Y entonces la mujer volvió a hablar, pero esta vez Vlado entendió cada palabra.
– ¿De dónde la has sacado? -preguntó en un serbocroata fluido, y por alguna razón a Vlado no le sorprendió lo más mínimo-. Soy eslovena -dijo, dirigiéndose a Vlado. Eslovenia, otro fragmento étnico de Yugoslavia que se había desgajado en la reciente convulsión para formar su propio Estado al norte de Croacia y se había librado de prácticamente todos los combates. Pero no había sido así en la guerra anterior-. De cerca de la frontera -continuó-. No muy lejos de Trieste.
– Y por eso conoció… -Vlado se detuvo en seco, después de estar a punto de decir «a mi padre»-. ¿Por eso conoció a Giuseppe di Florio, porque hablaba su lengua?
Lia negó con la cabeza al tiempo que cerraba con fuerza la boca.

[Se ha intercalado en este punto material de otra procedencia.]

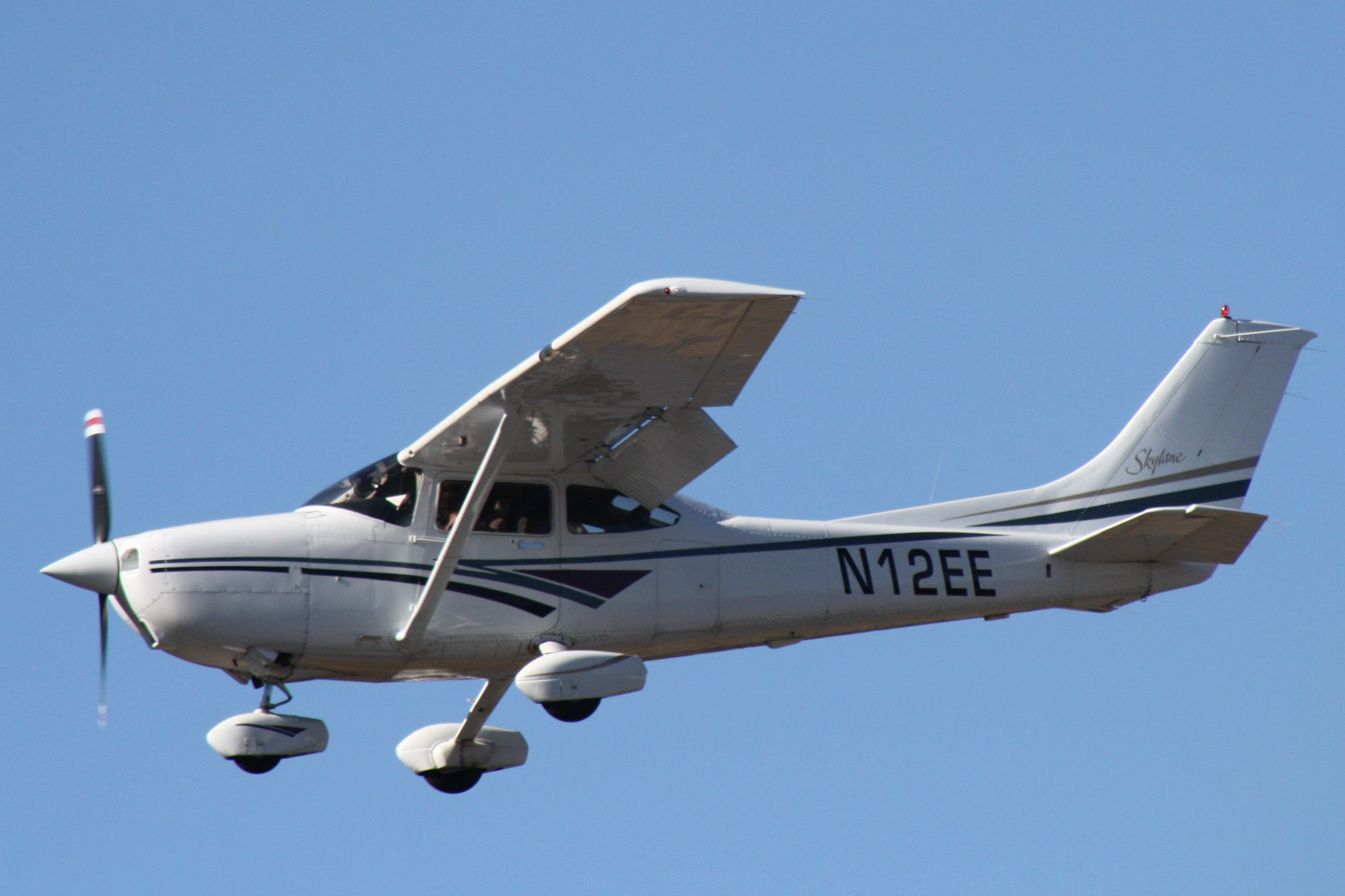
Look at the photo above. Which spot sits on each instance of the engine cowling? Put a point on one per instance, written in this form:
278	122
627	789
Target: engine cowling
580	675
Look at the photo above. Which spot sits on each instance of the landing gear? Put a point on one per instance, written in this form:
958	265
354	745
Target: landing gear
454	756
267	705
256	765
257	742
453	781
572	709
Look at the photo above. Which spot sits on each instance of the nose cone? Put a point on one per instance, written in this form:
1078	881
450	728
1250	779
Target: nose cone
93	568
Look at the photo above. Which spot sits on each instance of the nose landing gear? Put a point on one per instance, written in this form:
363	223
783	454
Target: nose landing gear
257	742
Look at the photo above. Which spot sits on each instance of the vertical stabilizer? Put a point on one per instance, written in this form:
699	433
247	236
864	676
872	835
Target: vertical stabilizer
1196	440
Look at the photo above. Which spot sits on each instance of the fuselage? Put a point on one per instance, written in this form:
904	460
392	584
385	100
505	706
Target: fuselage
322	591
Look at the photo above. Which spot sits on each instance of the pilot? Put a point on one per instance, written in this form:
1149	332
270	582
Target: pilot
498	517
451	495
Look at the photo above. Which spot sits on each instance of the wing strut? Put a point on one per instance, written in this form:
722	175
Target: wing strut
482	709
411	635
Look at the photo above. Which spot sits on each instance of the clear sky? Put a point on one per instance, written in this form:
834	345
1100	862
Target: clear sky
278	241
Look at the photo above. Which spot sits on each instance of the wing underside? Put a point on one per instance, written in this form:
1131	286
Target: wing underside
626	388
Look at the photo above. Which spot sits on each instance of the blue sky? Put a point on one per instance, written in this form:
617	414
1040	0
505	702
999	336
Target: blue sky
278	241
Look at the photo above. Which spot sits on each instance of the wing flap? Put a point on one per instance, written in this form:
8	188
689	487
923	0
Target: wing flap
665	455
662	345
1194	535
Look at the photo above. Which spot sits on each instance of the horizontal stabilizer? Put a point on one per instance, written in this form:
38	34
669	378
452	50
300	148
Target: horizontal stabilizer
1194	535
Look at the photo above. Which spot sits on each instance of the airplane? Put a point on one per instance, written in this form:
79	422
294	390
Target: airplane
536	536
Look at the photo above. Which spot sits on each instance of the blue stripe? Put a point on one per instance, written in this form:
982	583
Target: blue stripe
1223	491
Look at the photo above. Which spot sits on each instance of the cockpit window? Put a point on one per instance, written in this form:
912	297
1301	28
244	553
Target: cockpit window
590	510
384	490
512	506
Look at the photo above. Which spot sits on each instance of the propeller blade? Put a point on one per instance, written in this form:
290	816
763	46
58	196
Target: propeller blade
94	431
103	661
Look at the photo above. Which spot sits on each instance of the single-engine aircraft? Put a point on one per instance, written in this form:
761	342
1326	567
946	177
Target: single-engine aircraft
537	536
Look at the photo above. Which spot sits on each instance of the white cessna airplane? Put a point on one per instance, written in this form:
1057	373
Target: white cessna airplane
536	537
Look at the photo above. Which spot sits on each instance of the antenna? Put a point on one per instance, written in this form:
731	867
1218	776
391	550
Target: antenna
935	485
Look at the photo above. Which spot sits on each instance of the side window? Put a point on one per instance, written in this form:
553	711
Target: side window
590	510
384	490
512	508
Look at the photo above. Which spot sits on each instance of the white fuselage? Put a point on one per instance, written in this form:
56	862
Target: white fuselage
323	590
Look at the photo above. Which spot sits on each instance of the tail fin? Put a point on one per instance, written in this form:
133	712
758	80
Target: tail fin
1195	442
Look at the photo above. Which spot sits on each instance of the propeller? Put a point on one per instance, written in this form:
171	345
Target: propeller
94	431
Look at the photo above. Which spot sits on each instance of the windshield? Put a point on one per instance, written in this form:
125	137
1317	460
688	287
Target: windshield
384	490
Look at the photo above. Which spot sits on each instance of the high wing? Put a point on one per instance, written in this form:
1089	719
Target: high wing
624	389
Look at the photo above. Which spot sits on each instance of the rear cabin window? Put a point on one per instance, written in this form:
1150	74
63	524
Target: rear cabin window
512	508
591	510
384	490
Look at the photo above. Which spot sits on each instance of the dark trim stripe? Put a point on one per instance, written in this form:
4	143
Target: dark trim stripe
361	574
507	578
724	551
534	607
220	569
721	551
1223	491
296	560
517	602
1156	481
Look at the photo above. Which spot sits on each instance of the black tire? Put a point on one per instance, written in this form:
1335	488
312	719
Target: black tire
456	781
257	765
572	709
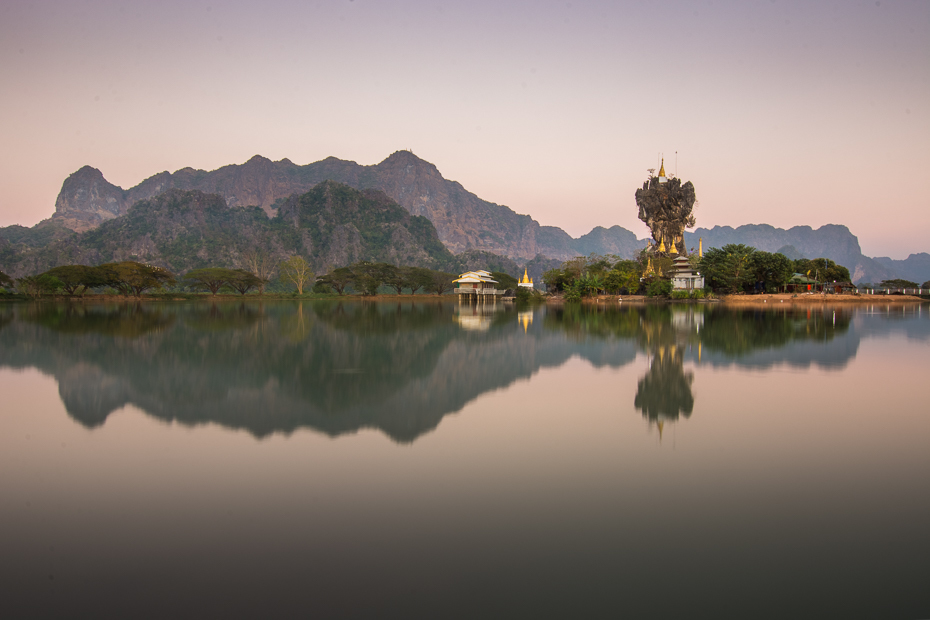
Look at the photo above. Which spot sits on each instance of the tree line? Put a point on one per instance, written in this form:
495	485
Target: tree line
133	279
732	268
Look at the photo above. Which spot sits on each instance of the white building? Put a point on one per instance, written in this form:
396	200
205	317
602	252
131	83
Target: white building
684	277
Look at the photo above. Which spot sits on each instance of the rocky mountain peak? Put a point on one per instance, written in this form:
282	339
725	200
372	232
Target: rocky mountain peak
86	199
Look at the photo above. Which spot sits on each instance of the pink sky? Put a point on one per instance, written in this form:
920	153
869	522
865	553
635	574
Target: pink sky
786	113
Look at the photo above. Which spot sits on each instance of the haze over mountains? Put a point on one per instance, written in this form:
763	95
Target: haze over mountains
462	220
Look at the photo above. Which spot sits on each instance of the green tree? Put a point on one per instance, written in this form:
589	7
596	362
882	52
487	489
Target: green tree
260	264
822	270
728	268
296	271
74	277
897	283
773	270
132	278
395	278
416	278
504	280
370	276
210	278
659	288
41	284
441	282
243	281
339	279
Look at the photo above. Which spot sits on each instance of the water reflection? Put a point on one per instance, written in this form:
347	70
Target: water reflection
398	367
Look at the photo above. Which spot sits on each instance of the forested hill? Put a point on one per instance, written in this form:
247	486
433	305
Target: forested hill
331	225
831	241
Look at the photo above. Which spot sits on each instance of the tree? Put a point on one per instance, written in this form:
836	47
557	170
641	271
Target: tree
773	270
504	280
440	282
728	268
38	285
897	283
296	271
132	278
822	270
5	280
339	279
369	276
209	278
416	278
395	279
260	264
73	277
242	281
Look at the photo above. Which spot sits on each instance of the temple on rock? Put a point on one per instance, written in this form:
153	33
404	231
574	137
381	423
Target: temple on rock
665	206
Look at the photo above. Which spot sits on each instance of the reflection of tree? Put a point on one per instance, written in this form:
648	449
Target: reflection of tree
121	320
665	332
296	327
739	332
221	316
664	393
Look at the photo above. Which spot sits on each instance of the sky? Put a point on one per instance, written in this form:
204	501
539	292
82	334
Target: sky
780	112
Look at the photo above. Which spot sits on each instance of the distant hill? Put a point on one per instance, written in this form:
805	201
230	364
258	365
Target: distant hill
915	267
463	221
331	225
830	241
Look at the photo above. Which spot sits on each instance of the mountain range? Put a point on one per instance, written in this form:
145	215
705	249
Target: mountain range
463	222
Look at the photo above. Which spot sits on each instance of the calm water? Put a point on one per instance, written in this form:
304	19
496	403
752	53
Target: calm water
422	460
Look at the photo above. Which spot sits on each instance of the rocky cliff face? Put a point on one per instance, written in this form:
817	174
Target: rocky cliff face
463	220
915	267
87	200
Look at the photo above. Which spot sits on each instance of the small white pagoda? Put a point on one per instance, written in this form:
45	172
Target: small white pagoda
684	277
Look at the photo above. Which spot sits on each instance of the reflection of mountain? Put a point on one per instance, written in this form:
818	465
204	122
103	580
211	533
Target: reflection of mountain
340	367
720	336
277	367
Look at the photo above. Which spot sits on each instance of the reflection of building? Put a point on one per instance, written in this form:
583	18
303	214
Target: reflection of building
478	285
475	318
684	277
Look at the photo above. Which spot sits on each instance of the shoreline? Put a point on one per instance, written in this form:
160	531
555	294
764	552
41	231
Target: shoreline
729	300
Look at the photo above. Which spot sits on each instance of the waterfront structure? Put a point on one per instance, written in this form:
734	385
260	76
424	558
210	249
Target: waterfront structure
684	277
477	285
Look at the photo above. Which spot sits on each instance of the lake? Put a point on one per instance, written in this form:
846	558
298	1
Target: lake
430	460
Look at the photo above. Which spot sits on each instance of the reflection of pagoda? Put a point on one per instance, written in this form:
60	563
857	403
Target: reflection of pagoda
664	393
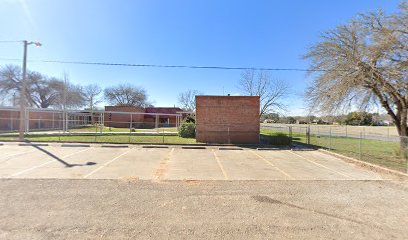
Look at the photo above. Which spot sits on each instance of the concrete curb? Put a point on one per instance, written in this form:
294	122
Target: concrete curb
33	144
366	164
114	146
193	147
151	146
75	145
229	148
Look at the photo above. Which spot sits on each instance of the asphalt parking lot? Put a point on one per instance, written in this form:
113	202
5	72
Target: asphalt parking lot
174	163
132	192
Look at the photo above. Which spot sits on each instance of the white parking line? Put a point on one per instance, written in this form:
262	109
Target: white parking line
46	163
106	164
220	165
271	164
16	154
163	166
318	164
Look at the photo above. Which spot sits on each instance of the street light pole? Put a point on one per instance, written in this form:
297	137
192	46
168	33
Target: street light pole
23	90
23	93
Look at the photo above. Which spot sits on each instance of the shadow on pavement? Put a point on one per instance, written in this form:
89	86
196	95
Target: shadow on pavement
60	160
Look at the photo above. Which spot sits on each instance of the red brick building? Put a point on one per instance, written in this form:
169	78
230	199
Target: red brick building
151	117
227	119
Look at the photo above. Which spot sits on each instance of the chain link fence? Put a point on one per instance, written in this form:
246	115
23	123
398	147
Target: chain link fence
367	145
91	126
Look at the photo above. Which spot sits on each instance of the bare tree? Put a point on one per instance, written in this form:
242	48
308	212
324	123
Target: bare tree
91	95
187	100
361	62
270	91
126	95
42	91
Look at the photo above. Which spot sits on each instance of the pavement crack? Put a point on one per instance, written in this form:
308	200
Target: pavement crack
266	199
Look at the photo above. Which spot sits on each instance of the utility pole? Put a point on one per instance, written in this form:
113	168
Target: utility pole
23	90
23	94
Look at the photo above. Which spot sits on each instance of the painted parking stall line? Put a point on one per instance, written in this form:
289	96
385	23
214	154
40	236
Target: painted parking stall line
107	163
46	163
320	165
163	167
220	165
271	164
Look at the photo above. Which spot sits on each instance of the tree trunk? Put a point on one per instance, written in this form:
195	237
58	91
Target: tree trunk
403	133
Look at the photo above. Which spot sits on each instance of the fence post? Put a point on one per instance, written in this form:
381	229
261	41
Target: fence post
229	140
360	145
130	126
308	134
11	121
290	135
329	138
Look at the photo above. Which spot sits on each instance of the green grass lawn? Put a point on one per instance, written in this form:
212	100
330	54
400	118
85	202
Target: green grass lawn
117	138
93	129
383	153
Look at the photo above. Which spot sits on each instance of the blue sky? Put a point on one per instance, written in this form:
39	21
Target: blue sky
230	33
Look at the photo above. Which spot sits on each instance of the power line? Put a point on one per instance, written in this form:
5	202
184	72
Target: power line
176	66
11	41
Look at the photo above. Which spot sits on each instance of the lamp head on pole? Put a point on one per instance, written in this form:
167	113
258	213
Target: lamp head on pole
37	44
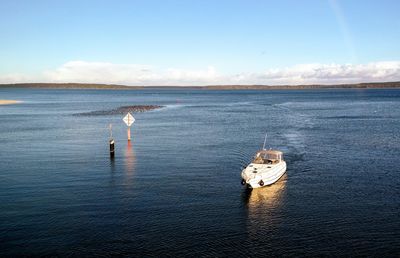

– No. Cuando lo conocí se llamaba Josip Iskric. Era guardia, y yo prisionera. En el campo de Jasenovac, durante la guerra. ¿Ha oído hablar de él?
– Sí. -Vlado tragó saliva, con la garganta seca-. He oído hablar. Pero tiene que contarme su historia. Y después yo le contaré la mía. Creo que tenemos algunas cosas en común.
– ¿Qué está pasando? -preguntó Torello.
– Es complicado -respondió Vlado lacónicamente en inglés-. Espero que no tenga ninguna cita urgente. Quizá tengamos que quedarnos aquí un buen rato.